For the xenograft assay, female NOD.Cg-PrkdcscidIl2rgtm1Sug/JicCrl (NOG) mice (about 8 weeks of age) were anesthetized with sodium pentobarbital (50 mg/kg) in a sterile environment. Then, OVCAR3, OVCAR3/CTHRC1-siRNA, SKOV3 and SKOV3/pcDNA3.1-CTHRC1 cells (2 × 10⁶) in 50 μl of PBS were subcutaneously injected into the flank of individual NOD.Cg-PrkdcscidIl2rgtm1Sug/JicCrl (NOG) mice using one-milliliter syringes with hypodermic needles. Different time after inoculation, the mice were killed and tumor tissues were immersed in 10% neutral buffered formalin overnight for the immunohistochemical study. For IHC staining, the primary antibodies were E-cadherin, vimentin, Snail, Slug and Twist (Abcam, USA). Enzyme-linked immunosorbent assay was used to measure the secreted CTHRC1 protein level in the serum. Tumor growth was monitored by a caliper and an IVIS Imaging System (Xenogen). Living Image and Xenogen software was used to analyze the images and bioluminescent signals. We analyzed H&E staining status and BLI images of mice to define tumor metastasis. All animal experiments were performed according to the protocols approved by the medical ethical committee of Sun Yat-sen University.

CTHRC1 is closely associated with EMT status in xenograft models

To reveal the role of CTHRC1 in the metastasis and EMT of EOC cells, we explored the metastatic activity of OVCAR3/ CTHRC1-siRNA and SKOV3/pcDNA3.1-CTHRC1 in NOD.Cg-PrkdcscidIl2rgtm1Sug/JicCrl (NOG) mice. We found that OVCAR3/CTHRC1-siRNA cells predominantly localized to tumor nodules in the primary injection sites compared to control. However, SKOV3/pcDNA3.1-CTHRC1 cells formed multiple tumors in the peritoneum cavity.
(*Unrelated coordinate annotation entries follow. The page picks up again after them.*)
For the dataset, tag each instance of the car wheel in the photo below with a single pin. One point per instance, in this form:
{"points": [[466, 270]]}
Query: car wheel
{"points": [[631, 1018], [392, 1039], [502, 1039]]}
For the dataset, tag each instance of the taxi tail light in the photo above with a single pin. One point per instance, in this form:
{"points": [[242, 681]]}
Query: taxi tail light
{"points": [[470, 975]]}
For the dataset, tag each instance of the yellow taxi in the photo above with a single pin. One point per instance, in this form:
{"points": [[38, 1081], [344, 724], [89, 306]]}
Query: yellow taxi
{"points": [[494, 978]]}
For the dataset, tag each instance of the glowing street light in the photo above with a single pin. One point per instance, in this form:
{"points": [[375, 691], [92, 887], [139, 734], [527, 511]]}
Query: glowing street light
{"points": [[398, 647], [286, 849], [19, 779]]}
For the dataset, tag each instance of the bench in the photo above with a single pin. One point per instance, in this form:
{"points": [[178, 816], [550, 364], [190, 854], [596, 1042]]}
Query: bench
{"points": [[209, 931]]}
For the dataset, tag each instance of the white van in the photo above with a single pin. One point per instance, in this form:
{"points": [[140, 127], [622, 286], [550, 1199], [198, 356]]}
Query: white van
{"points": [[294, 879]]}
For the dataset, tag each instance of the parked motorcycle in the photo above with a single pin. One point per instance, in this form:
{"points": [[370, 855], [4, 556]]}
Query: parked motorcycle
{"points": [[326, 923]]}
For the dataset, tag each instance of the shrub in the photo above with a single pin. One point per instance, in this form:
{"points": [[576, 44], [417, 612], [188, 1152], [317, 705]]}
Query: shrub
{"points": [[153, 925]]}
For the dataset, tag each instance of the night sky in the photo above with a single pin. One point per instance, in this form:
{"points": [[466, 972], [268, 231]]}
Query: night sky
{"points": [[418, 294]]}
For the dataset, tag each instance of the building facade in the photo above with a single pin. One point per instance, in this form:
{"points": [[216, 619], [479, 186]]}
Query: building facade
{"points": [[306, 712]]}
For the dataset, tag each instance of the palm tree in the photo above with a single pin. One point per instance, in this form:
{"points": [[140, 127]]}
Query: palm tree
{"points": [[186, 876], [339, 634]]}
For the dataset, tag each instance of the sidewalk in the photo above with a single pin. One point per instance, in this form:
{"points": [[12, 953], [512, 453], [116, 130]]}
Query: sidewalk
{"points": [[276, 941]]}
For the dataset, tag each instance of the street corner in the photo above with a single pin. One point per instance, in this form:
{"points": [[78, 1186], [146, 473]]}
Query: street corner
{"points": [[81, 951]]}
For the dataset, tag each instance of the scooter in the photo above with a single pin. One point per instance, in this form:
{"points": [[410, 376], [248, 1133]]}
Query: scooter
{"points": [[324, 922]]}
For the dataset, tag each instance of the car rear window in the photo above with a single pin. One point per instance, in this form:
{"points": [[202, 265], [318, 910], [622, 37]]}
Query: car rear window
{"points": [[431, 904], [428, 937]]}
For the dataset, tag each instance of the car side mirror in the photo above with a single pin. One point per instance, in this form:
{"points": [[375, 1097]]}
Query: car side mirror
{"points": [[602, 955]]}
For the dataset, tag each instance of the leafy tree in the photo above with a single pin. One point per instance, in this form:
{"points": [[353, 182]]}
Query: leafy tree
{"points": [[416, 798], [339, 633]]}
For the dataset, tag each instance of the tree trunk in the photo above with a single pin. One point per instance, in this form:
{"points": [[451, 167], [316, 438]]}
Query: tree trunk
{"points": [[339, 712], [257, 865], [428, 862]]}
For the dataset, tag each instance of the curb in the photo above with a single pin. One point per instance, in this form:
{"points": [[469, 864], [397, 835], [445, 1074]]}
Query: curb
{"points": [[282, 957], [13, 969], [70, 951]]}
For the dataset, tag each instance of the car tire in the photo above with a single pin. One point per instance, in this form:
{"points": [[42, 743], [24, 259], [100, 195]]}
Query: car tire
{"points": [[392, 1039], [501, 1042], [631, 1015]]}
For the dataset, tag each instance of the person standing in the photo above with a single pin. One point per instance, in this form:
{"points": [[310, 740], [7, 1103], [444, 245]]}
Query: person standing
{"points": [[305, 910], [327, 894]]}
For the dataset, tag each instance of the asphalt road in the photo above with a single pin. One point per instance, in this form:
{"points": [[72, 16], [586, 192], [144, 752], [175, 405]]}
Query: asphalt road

The number of metastatic nodules was measured according to the fluorescence signal and H&E staining. As shown in Figure 8A and 8B, SKOV3/ pcDNA3.1-CTHRC1 cells formed a greater number of metastases than SKOV3 cells in abdomen (3.00 ± 1.05 vs. 1.30 ± 0.48, p < 0.01, respectively). These in vivo results confirmed the role of CTHRC1 in the promotion of EOC invasion.

Original article: Oncotarget. 2015; 6:35813–35829. DOI: https://doi.org/10.18632/oncotarget.5358.

Figure 8: CTHRC1 promoted tumor metastasis by regulating EMT in vivo. (A, B) Representative BLI images of mice bearing OVCAR3/CTHRC1-siRNA or SKOV3/pcDNA3.1-CTHRC1 tumors with metastatic lesions. Mice (n = 10) were imaged six weeks later to observe local tumor growth and metastasis (**p < 0.01). (C, D) CTHRC1 promoted the EMT process in vivo. IHC demonstrated that CTHRC1 increased vimentin and Snail expression, and decreased E-cadherin expression in the primary xenograft tumor tissues (magnification: 200 ×). (E, F) In the mice with OVCAR3/CTHRC1-siRNA xenograft tumor, the CTHRC1 protein levels in the plasma were lower than that in the control. In contrast, in the SKOV3/pcDNA3.1-CTHRC1 group, the CTHRC1 protein levels in the plasma were higher than that in the control (**p < 0.01).